Output of Encoder is factorized into (K, V) (i.e. Keys, Values) using yet another learned (Kw, Vw) weight matrices. This is nothing to do with (Q, K, V) (i.e. Query, Key, Value) used in self-attention.
The Encoder output (K, V) passed on to Decoder. The decoder uses it's self attention learned Q and multiplies with Encoder's K to get some attention scores that indicates which part of Encoder's token to focus more.
Positional embedding vector is typically added to word embedding before passing on to Self-Attention
Adding positional embedding does not create ambiguity (by overlapping semantic word embedding space) since it is jointly learned in high dimensional space, it has been observed to be mostly orthogonal to embedding space.
Positional embedding could be one of the following:
Absolute position based: Most common; e.g. GPT-4, Deepseek Can not support larger context than trained max length; Simplest to implement and proven to work well.
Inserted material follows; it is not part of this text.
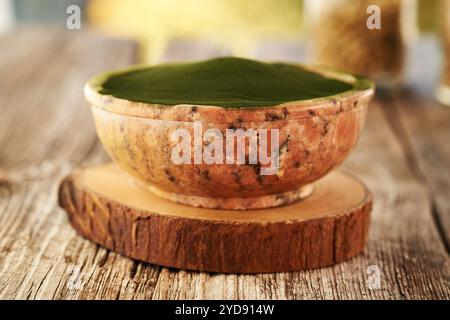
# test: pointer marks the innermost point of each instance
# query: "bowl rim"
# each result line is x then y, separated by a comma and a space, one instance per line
363, 91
Rotary Positional Embedding (RoPE); e.g. Llama, Mistral; Uses rotation matrix to encode relative position into Q, V vectors and applies it as part of Self Attention; Farther tokens have smaller attention score; Dynamic not learned; Supports large context;
Relative Positional Embedding; e.g. T5 Uses relative position instead of absolute. Learned during training.
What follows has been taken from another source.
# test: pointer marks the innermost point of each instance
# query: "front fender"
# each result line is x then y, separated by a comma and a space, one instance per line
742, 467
NMT (Neural Machine Translation Task)
Uses separate vocabulary spaces for source (encoder) and target (decoder)
The word embeddings for same meaning words are entirely different in source language and target language.
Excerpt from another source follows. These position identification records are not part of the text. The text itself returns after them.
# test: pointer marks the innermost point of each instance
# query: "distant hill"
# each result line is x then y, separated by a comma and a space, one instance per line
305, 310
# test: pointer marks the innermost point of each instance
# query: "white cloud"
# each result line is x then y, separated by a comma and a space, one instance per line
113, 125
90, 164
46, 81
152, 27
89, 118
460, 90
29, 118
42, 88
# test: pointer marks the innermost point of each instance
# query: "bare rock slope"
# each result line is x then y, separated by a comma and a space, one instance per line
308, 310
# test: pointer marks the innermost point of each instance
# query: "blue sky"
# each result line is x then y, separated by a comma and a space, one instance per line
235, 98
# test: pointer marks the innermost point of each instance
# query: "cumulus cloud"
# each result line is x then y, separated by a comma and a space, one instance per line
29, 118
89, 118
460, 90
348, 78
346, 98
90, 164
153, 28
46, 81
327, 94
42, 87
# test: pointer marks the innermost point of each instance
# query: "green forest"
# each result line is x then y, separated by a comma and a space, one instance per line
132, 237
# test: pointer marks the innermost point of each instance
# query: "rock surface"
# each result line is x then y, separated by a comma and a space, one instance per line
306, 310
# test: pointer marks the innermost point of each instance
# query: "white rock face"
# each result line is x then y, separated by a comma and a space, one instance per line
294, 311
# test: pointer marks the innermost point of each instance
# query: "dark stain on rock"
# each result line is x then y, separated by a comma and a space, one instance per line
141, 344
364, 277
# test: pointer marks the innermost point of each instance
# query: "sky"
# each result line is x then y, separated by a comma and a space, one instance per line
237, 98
In multi-lingual model (e.g. mT5) similar meaning words share similar word embeddings.
pytorch is best suited for research and experimentation and initial training.
TensorFlow is best suited for large scale training and deployment.
Huggingface is best suited for research, experimentation and fine tuning. It supports pytorch and Tensorflow backends.
Most opensource models like Llama, Deepseek, Mistral use Pytorch for initial training of the model itself. For finetuning by others, huggingface APIs provide better abstraction and easy access to source models.
FairSeq (by Facebook) is sequence modeling toolkit library. Supports both large scale training and fine tuning and mixed precision (FP16)
Pytorch Lightning (Simple wrapper around pytorch) which provides better abstraction over pytorch to reduce boiler plate code.
DeepSeed (by Microsoft) library used in training massive models like GPT-3. Based on pytorch. Open Source.